U.S. Scientists Point to End-Day Indicators: Sets Doomsday Clock to 5 Minutes before 12
Humanity survived its predicted destruction on December 21 2012 but a group of U.S. scientists believe that we are again closer to the end days not because the Mayan Calendar says so. They now look at the symbolical Doomsday Clock, its minute hand ticks just five minutes before midnight.
When the same clock strikes 12, catastrophic events spelling man's bleak future are likely to follow, according to the Bulletin of Atomic Scientists (BAS), headquartered at the University of Chicago.
In a letter sent to U.S. President Barack Obama, the group scored the less than stellar efforts by governments around the world to dramatically reduce countries' stockpile of nuclear arms and address the alarming climate, echoing the sentiments the group aired last year.
Those disturbing indicators remain in place, the scientists warned Mr Obama, stressing too that keeping a 5-minute margin prior to the proverbial 'the end of days' should keep us working to avert Earth's annihilation.
"The stasis of 2012 convinces us, the Science and Security Board, to keep the hands of the Doomsday Clock in place," the group was reported by the United Press International (UPI) as saying on Tuesday.
The letter noted too that "2012 was the hottest year on record in the contiguous United States, marked by devastating drought and brutal storms ... These extreme events are exactly what climate models predict for an atmosphere laden with greenhouse gases."
Also citing the near nuclear meltdown in Fukushima, Japan and "unrealised opportunity to reduce nuclear stockpiles," the scientists urged Mr Obama to do better this year, pleading on the U.S. leader to also prioritise these grave concerns.
Hopefully, "this is the year for U.S. leadership in slowing climate change and setting a path toward a world without nuclear weapons," BAS board chair Robert Socolow said in a statement.
BAS was founded in 1945, its core composed of the same scientists that actively participated on the U.S.-sponsored Manhattan Project, UPI said on its report.
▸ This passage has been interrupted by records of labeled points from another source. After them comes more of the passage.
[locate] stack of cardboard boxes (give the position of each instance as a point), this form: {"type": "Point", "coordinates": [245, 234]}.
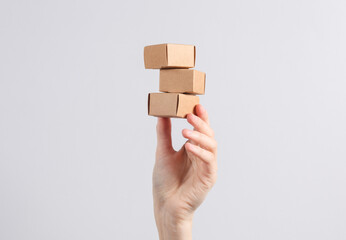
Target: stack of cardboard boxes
{"type": "Point", "coordinates": [178, 82]}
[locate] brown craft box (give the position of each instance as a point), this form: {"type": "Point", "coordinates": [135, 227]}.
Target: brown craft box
{"type": "Point", "coordinates": [182, 81]}
{"type": "Point", "coordinates": [171, 104]}
{"type": "Point", "coordinates": [169, 56]}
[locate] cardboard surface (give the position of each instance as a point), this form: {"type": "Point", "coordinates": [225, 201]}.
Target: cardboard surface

The same initiative was responsible in rolling out the first atomic bomb, its horrifying might first seen when hundreds of thousands were killed in two Japanese cities, Hiroshima and Nagasaki, where the U.S. dropped the bombs to force the end of Word Ward 2 on the Pacific side.
According to Live Science, BAS put up the Doomsday Clock in 1947 to be used as a strong reminder that man is nearing the tipping point of another nuclear disaster, this time in a global scale.
The closest that the ominous clock approached midnight was in 1953, when the first hydrogen was put into test. BAS set the clock at two minutes before midnight, said Live Science, adding that when the Cold War fizzled out in 1991, the minute hand was pushed back 17 minutes away from 12.